Creditas Tech
Published in

Creditas Tech

Data engineering needs to be specialized — here’s how we did it

In my last post, I talked about a misconception that many applicants to our data area have: that it’s necessary to be a data science unicorn to have a career. In it, I explained how unrealistic this standard is and how a “unicorn” profile doesn’t really contribute to the acceleration of data initiatives.

The distinguishing feature of a Data Scientist is their specialization in mathematics and statistics. When we take a step back from this focus on math, the mix that’s left is popularly known as Data Engineering. This term encapsulates all our demands and contexts in one way or another; however, the diversity of our demands and contexts leads us to the same dilemma I described in my previous post: we want racehorses, not unicorns.

It’s a question of focus. If we want to move faster, we need people who are focused on specific problems and who become really good (and fast!) at solving them. At Creditas, we wanted to speed up our deliveries, so we split the role of a Data Engineer into three others.

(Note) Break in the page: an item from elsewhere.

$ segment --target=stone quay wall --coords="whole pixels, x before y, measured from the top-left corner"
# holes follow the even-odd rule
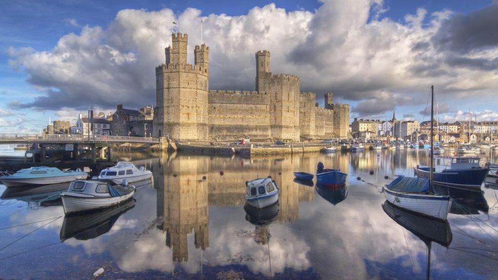
[[[269,100],[266,93],[210,90],[208,102],[211,139],[270,138]]]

The needs of a large data department

When we talk about the initiatives related to the data of an organization, especially from the point of view of management, the needs are many: from the storage, distribution, and availability to the discovery, governance, and understanding of data. It’s in the flow that different professionals, with a variety of focuses and abilities, are meant to participate.

The following image depicts a diagram of how we can arrange theses different demands according to the four major areas of knowledge needed to extract value from data: business, database, programming, and mathematics (statistics).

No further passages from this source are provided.